Corriere della Sera - La Lettura
Napoli è profonda come il pozzo dove cadde Alfredino
Aspirazioni frustrate nel secondo romanzo di Piera Ventre ambientato nel 1981
Il 10 giugno 1981 il piccolo Alfredino Rampi cade in un pozzo artesiano e tutta Italia ne segue le sorti con il fiato sospeso davanti alla tv. In quei giorni si consuma la vicenda del secondo romanzo di Piera Ventre, fra i 54 candidati al Premio Strega e per ora disponibile in ebook. Come il precedente
Palazzokimbo, anche Sette opere di misericordia è ambientato a Napoli, città natale della scrittrice, e sullo sfondo di quel tragico episodio di cronaca racconta una storia di umiliati e offesi, di colpe e sensi di colpa.
Al centro del romanzo c’è la famiglia Imparato, che vive in una casa in comodato gratuito nel camposanto di un rione periferico, dove il capofamiglia Cristoforo, invalido di guerra e cieco da un occhio, fa il guardiano, con le finestre che affacciano sui colombari e il sole che, penetrando fra le imposte, illumina la miseria degli oggetti quotidiani.
Sono finiti lì alla chiusura della tipografia in cui Cristoforo lavorava. Lui se n’è fatto una ragione, perché sa che «dalla croce si scende e si risorge», ha imparato a ridere della morte, l’unica cosa da fare se si vuole «campare» in un cimitero, e si è adattato alla freddezza della moglie Luisa, che fa le pulizie a ore, rimpiange le attese della giovinezza, «alliscia» alla perfezione il letto matrimoniale, come se potesse farlo pure con la vita, e a quella casa non si rassegna, madre indurita e incapace di abbracciare i figli.

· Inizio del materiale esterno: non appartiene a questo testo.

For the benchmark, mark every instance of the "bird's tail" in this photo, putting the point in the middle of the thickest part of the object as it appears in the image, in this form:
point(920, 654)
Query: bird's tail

La maggiore, Rita, sedicenne liceale, da qualche tempo si sfoga trangugiando cibo e veste solo informi camicioni. Nicola, uno scricciolo in procinto di sostenere l’esame di quinta elementare, con un occhio che non funziona e una straordinaria sensibilità, ogni sera osserva la luna con il telescopio che Cristoforo ha comprato per lui da un rigattiere, non riesce a staccarsi da Laika, il suo vecchio pupazzo, e si affida alla scrittura di un diario come barriera contro il bullismo dei compagni. Da qualche settimana con loro vive anche una compagna di Rita, Rosaria, procace e dall’esasperata sensualità, incinta e cacciata di casa, ignara se il padre del bambino sia il giovane supplente o un carrozziere poco più grande di lei, ora in carcere. E mentre la narrazione si dilata in lunghi flashback, scandita dalle pagine del diario di Nicola e dalle sette opere di misericordia, impresse agli occhi di Rita (e del lettore) nella versione caravaggesca al Pio Monte di Misericordia, la vicenda si popola di personaggi minori di cui Ventre tesse le storie e scandaglia l’animo con maestria, in un originale impasto linguistico che oscilla fra il realismo delle forme dialettali, talvolta crudo ma mai disturbante, e termini alti, come il limine, la congerie, il
lacerto di carne, che affiorano qua e là.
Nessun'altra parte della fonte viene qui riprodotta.